Scientific study confirms that exercise extends healthy life. Researchers at Cleveland Clinic have found that better cardiorespiratory fitness leads to longer life. The scientists retrospectively studied 122,007 patients who underwent exercise treadmill testing at Cleveland Clinic. A study published in JAMA Network Open shows that increased cardiorespiratory fitness was directly associated with reduced long-term mortality.

New therapy for oxygen-starved hearts. Scientists at UC San Francisco have developed a new oxygen-delivery therapy that could have an important impact on emergency medicine. A study published in PLOS Biology shows that the new therapy restored the function of oxygen-starved heart tissue in lab animals. Unlike its experimental predecessors, the new drug does not appear to cause systemic side effects or overcorrect with excessive blood oxygenation, which can itself be toxic. Instead, the new drug delivers its precious oxygen cargo only to the tissues that need it most.

Toward wearable artificial kidneys. Researchers at Drexel University and collaborating labs have developed a new urea sorbent that could accelerate progress toward the development of a lightweight, wearable artificial kidney with the potential to make dialysis more convenient, comfortable and effective. As described in a research paper published in ACS Nano, the researchers used an emerging nanomaterial called MXene, which can capture urea molecules between its nanometer-thin layers. The researchers conclude that MXene could help turn the concept of a comfortably wearable artificial kidney into a reality.

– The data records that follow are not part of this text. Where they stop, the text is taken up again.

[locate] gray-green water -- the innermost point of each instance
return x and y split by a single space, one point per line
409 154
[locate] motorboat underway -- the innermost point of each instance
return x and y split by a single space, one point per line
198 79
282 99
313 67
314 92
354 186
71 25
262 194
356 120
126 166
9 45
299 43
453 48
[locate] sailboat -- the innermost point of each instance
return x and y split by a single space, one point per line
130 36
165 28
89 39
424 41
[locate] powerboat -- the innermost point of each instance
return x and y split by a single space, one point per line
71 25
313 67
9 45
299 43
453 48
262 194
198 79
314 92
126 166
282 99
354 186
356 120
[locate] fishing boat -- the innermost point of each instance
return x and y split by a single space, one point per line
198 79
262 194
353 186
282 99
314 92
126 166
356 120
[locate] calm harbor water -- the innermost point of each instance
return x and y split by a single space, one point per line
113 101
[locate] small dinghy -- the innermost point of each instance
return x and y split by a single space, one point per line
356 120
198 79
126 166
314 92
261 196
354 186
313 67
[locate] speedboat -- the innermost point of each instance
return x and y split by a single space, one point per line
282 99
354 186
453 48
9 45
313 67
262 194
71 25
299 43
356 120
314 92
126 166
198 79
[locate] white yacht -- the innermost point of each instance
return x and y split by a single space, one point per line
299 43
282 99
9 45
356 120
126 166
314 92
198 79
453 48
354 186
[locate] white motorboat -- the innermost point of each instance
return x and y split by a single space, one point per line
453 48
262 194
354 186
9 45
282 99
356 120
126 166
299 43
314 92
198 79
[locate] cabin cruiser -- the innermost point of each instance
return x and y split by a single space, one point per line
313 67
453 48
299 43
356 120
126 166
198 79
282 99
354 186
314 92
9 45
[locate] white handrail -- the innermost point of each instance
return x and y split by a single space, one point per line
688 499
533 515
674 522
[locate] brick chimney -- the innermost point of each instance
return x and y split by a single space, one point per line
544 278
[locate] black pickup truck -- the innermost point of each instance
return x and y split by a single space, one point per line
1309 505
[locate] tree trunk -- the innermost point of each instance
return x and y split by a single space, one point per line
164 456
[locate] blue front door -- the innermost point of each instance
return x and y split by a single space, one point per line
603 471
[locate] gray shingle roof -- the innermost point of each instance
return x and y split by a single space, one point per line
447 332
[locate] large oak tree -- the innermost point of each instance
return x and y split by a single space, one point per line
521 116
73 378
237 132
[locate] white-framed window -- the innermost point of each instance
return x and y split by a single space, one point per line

Engineered enzyme eliminates nicotine addiction in lab rats. Scientists at Scripps Research Institute have successfully tested a potential new smoking-cessation treatment in rodents. A study published in Science Advances documents how the scientists gave nicotine-dependent rats an engineered enzyme, NicA2-J1, which breaks down nicotine in the bloodstream before it can reach the brain. Treatment quickly reduced the animals' motivation to take nicotine, reversed their signs of nicotine dependence, and kept them from relapsing when they were given access to nicotine again. The Scripps Research team now hopes to take NicA2-J1 into clinical trials on humans.

Neural networks automatically monitor single molecules in cells. Researchers at Osaka University and RIKEN have developed a system that can automatically image single molecules within living cells. This system employs learning via neural networks to focus appropriately on samples, search automatically for cells, image fluorescently labeled single molecules, and track their movements. With this system, described in a research paper published in Nature Communications, the team achieved the automated determination of pharmacological parameters and quantitative characterization of the effects of ligands and inhibitors on a target, which has potentially profound implications for biological and medical sciences.